C2: And regardless of how this round turns out, there will be interventions. The whole “greeted as liberators” perfume that was doused on the Iraq invasion by a Republican administration was recycled from a certain Bay of Pigs fiasco that was ordered under the administration of Democrats. The government’s gallantly botching the use of power, both hard and soft, on the international stage is a bipartisan activity that’s been going on for almost certainly longer than anybody here has been alive. And it’s certainly going to continue because the one quality that tens of millions of Americans can agree that any presidential candidate must possess is strength of will, demonstrated by absolute decisiveness, which is just veneer for self-justification that allows them to give orders based on their best intentions. So the thing you have to bear in mind while my opponent is speaking is that while they’re going to be talking about how great it would be if we could respect other nations or the UN or whatever, America — the America that hasn’t closed Gitmo, the America that has expanded drone attacks to include killing American citizens without trial or even charge — is also the America that re-elected President Obama despite not closing Gitmo and secretly expanding the drone war, which should totally be unsurprising because it’s the same America that re-elected President Bush despite a lack of international support for the invasion of Iraq. Saying “that’s not justified” doesn’t make it stop, it just stops dialog because the person in power knows that we don’t respect their best intentions.
C3: So let me be clear on this point: my opponent is probably going to be correct in almost everything they claim in their case. The problem is that they’re not going to be stopping these interventions, and indeed will make mitigating the negative effects which are totally obvious to them even harder: As Tavris and Aronson observe in Mistakes Were Made (But Not By Me)
“Self-justification not only minimizes our mistakes and bad decisions; it is also the reason that everyone can see a hypocrite in action except the hypocrite. It allows us to create a distinction between our moral lapses and someone else’s, and to blur the discrepancy between our actions and our moral convictions. … A president who justifies his actions only to the public might be induced to change them. A president who has justified his actions to himself, believing that he has the truth, becomes impervious to self-correction.”

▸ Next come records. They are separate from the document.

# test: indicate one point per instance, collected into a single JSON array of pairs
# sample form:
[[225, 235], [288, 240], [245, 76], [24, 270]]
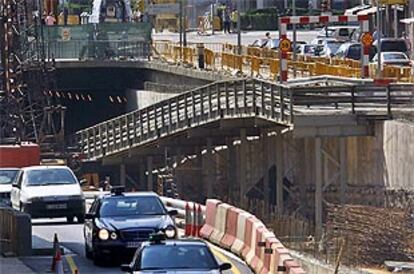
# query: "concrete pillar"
[[280, 169], [243, 166], [231, 170], [122, 174], [265, 167], [150, 184], [142, 179], [210, 168], [343, 169], [318, 188]]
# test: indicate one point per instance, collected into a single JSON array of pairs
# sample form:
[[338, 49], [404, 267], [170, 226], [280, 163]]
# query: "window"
[[8, 176], [50, 176], [177, 257], [130, 206]]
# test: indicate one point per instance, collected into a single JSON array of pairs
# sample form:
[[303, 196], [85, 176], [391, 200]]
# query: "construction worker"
[[234, 20]]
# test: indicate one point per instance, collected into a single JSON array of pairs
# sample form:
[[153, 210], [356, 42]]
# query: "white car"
[[399, 59], [48, 192], [7, 177]]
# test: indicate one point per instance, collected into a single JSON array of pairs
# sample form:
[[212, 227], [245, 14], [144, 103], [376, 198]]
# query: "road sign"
[[367, 39], [285, 45], [393, 2], [155, 9]]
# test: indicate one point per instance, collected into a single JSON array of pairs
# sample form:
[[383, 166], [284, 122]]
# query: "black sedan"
[[118, 223], [175, 256]]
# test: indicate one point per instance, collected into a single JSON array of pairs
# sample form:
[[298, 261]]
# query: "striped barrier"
[[247, 237]]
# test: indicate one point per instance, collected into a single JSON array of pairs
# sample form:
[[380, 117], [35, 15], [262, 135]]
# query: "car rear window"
[[399, 46], [49, 176], [131, 206], [164, 257]]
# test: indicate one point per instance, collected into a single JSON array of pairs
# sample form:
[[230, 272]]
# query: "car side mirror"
[[225, 266], [173, 212], [89, 216], [126, 268]]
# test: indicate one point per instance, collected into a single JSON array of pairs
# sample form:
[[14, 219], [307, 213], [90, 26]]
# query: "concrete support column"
[[243, 166], [280, 170], [210, 168], [318, 188], [150, 184], [231, 170], [122, 174], [142, 181], [343, 169], [265, 167]]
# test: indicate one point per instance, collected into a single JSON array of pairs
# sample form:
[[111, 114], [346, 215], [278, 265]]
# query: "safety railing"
[[265, 63], [238, 99], [98, 49]]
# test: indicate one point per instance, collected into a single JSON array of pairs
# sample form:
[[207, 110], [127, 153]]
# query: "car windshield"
[[394, 56], [50, 176], [131, 206], [162, 257], [7, 176]]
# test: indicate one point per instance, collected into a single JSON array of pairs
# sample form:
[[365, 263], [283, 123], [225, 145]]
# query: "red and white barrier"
[[220, 223], [211, 211], [239, 244]]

So, in affirming the resolution, we can work through a criterion of human rights while valuing the best intentions of our government, but only if we accept their belief that the action was justified. The negative dialog would be “that invasion wasn’t justified, get our troops out, and — by the by — you’re also a horrible person” and we’ll find that we’re still staying the course or even surging in Iraq or Afghanistan or wherever. But the affirmative dialog would be “okay, so we’re trying to give them democracy and protect human lives, and those are noble goals: so let’s work harder to minimize civilian casualties, and maybe back off and let them form their own government instead of supporting some local elites to mimic our own?” And in order to have that dialog, in order to mitigate all of the negative side effects that my opponent will tell us about, we have to be willing to believe that our elected officials really do have the best intentions.
[Note: a clever negative may attempt to advocate Open Revolt to put an end to unjustified government action. At this point, the negative becomes and enemy of the state and may be subject to targeted killing by a drone, which would be perfectly justified — claims the government in power — to protect the domestic tranquility of the nation, while also making it impossible to vote for the negative position in the long-term such that the debate cannot be permanently resolved in the negative. We do live in troubled times.]